Untuk bertemu langsung dengan Pemimpin Tertinggi Iran, Ali Khamenei.
Sinyal itu muncul ketika Washington juga mengerahkan tambahan kekuatan militer ke kawasan Timur Tengah.
Menteri Luar Negeri AS, Marco Rubio, menyatakan Trump terbuka untuk pembicaraan tingkat tinggi apabila Teheran menunjukkan minat pada dialog langsung.
Ia menjelaskan bahwa Trump lebih memilih penyelesaian melalui kesepakatan.
Meskipun belum ada kepastian bahwa negosiasi akan membuahkan hasil konkret.
Trump turut mengingatkan bahwa kegagalan mencapai kesepakatan dapat berujung pada konsekuensi serius.
Ia merujuk pada serangan AS terhadap fasilitas nuklir Iran dalam konfrontasi Juni 2025 sebagai contoh eskalasi yang mungkin terulang.
Di saat yang sama, delegasi AS dan Iran dijadwalkan bertemu pada Selasa (17/2/2026) di Jenewa untuk putaran kedua negosiasi nuklir.
Pertemuan tersebut dimediasi oleh Oman setelah sebelumnya berlangsung pembicaraan tidak langsung di Muscat pada awal Februari 2026.
Delegasi AS disebut akan melibatkan utusan Steve Witkoff dan penasihat Jared Kushner.
Sedangkan pihak Iran dipimpin Menteri Luar Negeri Abbas Araghchi.
Di tengah proses diplomasi, Washington memutuskan memindahkan kapal induk USS Gerald Ford ke Timur Tengah.

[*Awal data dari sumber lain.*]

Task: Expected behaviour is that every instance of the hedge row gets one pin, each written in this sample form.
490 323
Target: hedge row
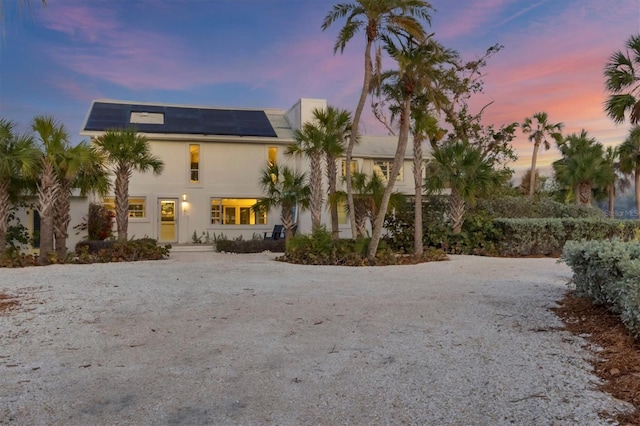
608 273
249 246
547 237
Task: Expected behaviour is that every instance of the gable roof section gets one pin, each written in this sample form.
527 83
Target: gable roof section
105 115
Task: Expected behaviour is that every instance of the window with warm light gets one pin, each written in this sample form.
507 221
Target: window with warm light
236 211
382 168
354 167
272 155
137 206
194 163
343 216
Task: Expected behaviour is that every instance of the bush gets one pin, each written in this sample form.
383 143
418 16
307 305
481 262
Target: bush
249 246
98 223
524 207
608 273
547 237
93 246
320 248
118 251
12 257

Untuk bergabung dengan USS Abraham Lincoln beserta kapal perusak dan pesawat tempur yang telah lebih dulu ditempatkan.
Trump menyatakan pengerahan itu diperlukan apabila negosiasi tidak menghasilkan kesepakatan.
Sementara itu, Iran menegaskan tidak akan tunduk pada tekanan politik terkait program nuklirnya.